I'm pretty new but it seems one of the most obvious applications of Elasticsearch is to filter a vast number of large documents with a terms filter containing the few words you're interested in. However, i have the inverse use case and I'm wondering if ES is as well suited to handle it. In my scenario, I have 100's of millions of small documents and I need to query to only return documents that contain at least one of 1000 words. For example, a typical indexed document might look like:
{
company_id: 435,
name: “Company X”,
…(other fields)…,
visibility_terms: “word_1, word_2, word_3, word_4”
}

and an example query may look like:
{
size:30,
from:0,
query: {
filtered:{
query:null,
filter:{
and:[{
term:{
company_id:435
},
terms:{
visibility_terms:[
..(up to 1000 unique words)..
]
}
}]
}
}
},
sort: [{
name:{
order:"asc"
}
}]
}

Something about having such a large 'or statement' feels wrong and destined to cause performance problems. Has anyone had experience issuing large terms queries like this that can shed some light on whether this is a bad idea or not?

1000 unique terms are not a problem, especially not in a filter.

There is a Lucene limit of 1024 terms in a query clause. But you could also submit a series of queries and join the result hits.

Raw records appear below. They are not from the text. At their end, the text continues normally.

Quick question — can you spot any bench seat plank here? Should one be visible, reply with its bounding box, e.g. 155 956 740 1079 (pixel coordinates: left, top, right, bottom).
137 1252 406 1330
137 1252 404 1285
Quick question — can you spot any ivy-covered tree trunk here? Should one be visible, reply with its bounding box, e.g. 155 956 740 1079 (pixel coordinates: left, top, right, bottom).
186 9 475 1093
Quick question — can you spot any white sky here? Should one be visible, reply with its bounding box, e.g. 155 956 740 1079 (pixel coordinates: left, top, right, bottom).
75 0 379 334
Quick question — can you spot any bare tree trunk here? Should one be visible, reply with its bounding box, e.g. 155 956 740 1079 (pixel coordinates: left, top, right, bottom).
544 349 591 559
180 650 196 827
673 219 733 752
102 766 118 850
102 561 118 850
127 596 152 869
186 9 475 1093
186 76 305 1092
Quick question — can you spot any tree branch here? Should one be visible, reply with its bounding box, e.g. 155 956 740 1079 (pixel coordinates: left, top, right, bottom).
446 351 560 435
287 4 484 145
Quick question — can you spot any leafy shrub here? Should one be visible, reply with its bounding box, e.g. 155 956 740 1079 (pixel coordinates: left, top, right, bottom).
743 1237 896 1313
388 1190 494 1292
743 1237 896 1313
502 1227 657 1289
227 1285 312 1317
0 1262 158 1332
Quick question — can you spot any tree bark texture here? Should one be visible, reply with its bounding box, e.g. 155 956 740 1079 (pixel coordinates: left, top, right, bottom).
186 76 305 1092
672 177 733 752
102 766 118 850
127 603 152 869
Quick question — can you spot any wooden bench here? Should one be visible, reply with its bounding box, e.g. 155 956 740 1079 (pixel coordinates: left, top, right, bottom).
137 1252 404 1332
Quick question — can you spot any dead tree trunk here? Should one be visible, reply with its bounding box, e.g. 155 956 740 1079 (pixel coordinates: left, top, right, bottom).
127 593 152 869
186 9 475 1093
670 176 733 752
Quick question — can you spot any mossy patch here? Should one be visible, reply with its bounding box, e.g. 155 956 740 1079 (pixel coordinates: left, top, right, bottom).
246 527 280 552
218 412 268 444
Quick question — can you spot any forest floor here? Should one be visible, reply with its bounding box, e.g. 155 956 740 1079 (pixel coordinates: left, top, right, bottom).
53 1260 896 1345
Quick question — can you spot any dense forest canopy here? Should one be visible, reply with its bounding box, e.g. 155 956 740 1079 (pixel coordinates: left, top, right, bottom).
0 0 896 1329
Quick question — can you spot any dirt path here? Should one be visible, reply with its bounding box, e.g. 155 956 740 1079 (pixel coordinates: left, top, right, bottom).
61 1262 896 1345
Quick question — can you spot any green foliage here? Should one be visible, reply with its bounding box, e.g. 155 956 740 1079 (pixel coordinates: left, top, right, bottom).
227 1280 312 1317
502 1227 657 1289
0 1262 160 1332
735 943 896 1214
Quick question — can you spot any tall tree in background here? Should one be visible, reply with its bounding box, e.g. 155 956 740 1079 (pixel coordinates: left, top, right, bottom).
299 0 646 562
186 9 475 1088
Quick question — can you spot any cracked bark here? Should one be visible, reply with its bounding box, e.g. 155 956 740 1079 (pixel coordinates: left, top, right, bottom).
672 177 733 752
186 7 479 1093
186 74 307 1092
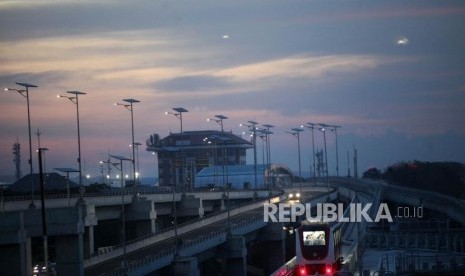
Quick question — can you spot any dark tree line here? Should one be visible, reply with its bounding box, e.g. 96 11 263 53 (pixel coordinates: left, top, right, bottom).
363 161 465 197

filtered:{query:null, filter:...} works? Interesting.

Thanks for the reply! Yea I ran this query on a fully populated backup instance yesterday and it worked and was really performant. It's good to get some further verification that this query pattern is legit before I fully invest in this strategy. it's crazy that it can perform a 1000 line or statement so fast! ES is truly amazing :slight_smile:

You can achieve high performance with larger number of multi term boolean filters/queries when certain conditions can be met:

  • no scoring - skipping scoring and performing constant score query with multiple filter terms saves expensive term weighting computations.
  • no sorting - delivering results in the index order in they are found is faster than reordering documents
  • ORing terms is faster than ANDing all terms, since not all given terms must be visited before results can be delivered

Thanks for the extra tips! Knowing this will definitely have an effect on the way I implement the feature. Unfortunately, some of our use cases require sorting. In that case I assume ORing vs ANDing won't help since all of the terms must be visited in order to sort them. However, when I ran the test query it included sorting and was still pretty fast so hopefully this won't be an issue.